Mais de dois terços do financiamento vão directamente para as equipas do IPG. Três projectos na área da saúde reúnem apoios europeus do Compete 2030, com destaque para um ‘penso inteligente’, bebidas de frutos vermelhos e o estudo de biomarcadores da cognição em idosos.
O Instituto Politécnico da Guarda (IPG) vai receber a maior fatia de um financiamento total de 750 mil euros atribuído pela Fundação para a Ciência e Tecnologia (FCT) a três projectos de investigação em saúde, nos quais o IPG assume o papel de principal beneficiário. Estão em causa estudos sobre a prevenção do declínio cognitivo em idosos, o potencial antioxidante de bebidas naturais à base de frutos vermelhos e o desenvolvimento de um penso inteligente para tratamento de feridas crónicas.
Os apoios agora aprovados destinam-se em 448 mil euros às equipas científicas que conduzem directamente estes projectos. No conjunto dos três consórcios, o IPG absorve 70% dos 637 mil euros provenientes dos fundos europeus Compete 2030, de acordo com nota enviada pela instituição.
Para o presidente do Politécnico da Guarda, Joaquim Brigas, trata-se de um reforço considerável nas verbas destinadas à investigação. “Estes apoios da FCT acrescentam cerca de meio milhão de euros às linhas de investigação que o Politécnico da Guarda já está a levar a cabo”, afirmou o dirigente, referindo-se aos quatro centros de investigação em que a instituição participa e que foram classificados com “Muito Bom” pela FCT, incluindo um criado de raiz na Guarda apenas com investigadores próprios. No seu conjunto, estes centros garantiram um financiamento global superior a 2,5 milhões de euros.

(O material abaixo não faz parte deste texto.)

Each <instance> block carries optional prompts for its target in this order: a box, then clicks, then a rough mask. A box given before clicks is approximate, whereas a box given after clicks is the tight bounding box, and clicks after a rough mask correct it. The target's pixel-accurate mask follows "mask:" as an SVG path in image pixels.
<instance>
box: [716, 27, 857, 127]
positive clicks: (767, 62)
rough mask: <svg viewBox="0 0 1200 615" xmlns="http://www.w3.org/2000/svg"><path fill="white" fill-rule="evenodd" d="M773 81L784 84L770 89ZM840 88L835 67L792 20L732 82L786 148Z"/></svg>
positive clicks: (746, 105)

No domínio do envelhecimento, o projecto Idosos Beira Interior – Guarda: biomarcadores imunológicos da cognição, coordenado por Elsa Cardoso e desenvolvido em parceria com a Universidade da Beira Interior (UBI), propõe-se identificar novos marcadores imunológicos associados ao declínio cognitivo em pessoas com mais de 65 anos. O estudo recebeu 212.387 euros, dos quais 191.127 euros atribuídos ao IPG e 21.260 euros à UBI. O objectivo, segundo a investigadora responsável, “é a detecção de novos marcadores imunológicos do declínio cognitivo associado ao envelhecimento”.
Também em colaboração com a UBI, o projecto Red4Cardio – Formulações naturais seguras, saudáveis e sustentáveis à base de frutos vermelhos para a prevenção de doenças cardiovasculares, coordenado por Luís Silva, pretende desenvolver bebidas naturais com potencial antioxidante. O financiamento totalizou 212.387 euros, cabendo 128.666 euros ao IPG e 83.721 euros à UBI. Os ensaios previstos incluem testes in vitro, in vivo e clínicos para avaliar os efeitos das formulações.
O terceiro projecto, MuSSHeal – Penso multirresponsivo para o controlo e tratamento de feridas crónicas, decorre em parceria com a Universidade do Minho. Liderado por Sónia Miguel, o estudo está focado na criação de um penso inteligente com materiais electroactivos que permitam monitorizar e estimular a cicatrização de feridas, com uma abordagem que alia inovação, economia e sustentabilidade ambiental. Este trabalho conta com 212.167 euros de apoio, sendo 128.152 euros para o IPG e 84.015 euros para a Universidade do Minho.
“O Politécnico da Guarda continua a somar projectos de I&D aprovados no âmbito da política científica que implementou nos últimos anos, quer nos projectos europeus que integra ou lidera, quer nas candidaturas à Fundação para a Ciência e Tecnologia”, sublinhou Joaquim Brigas.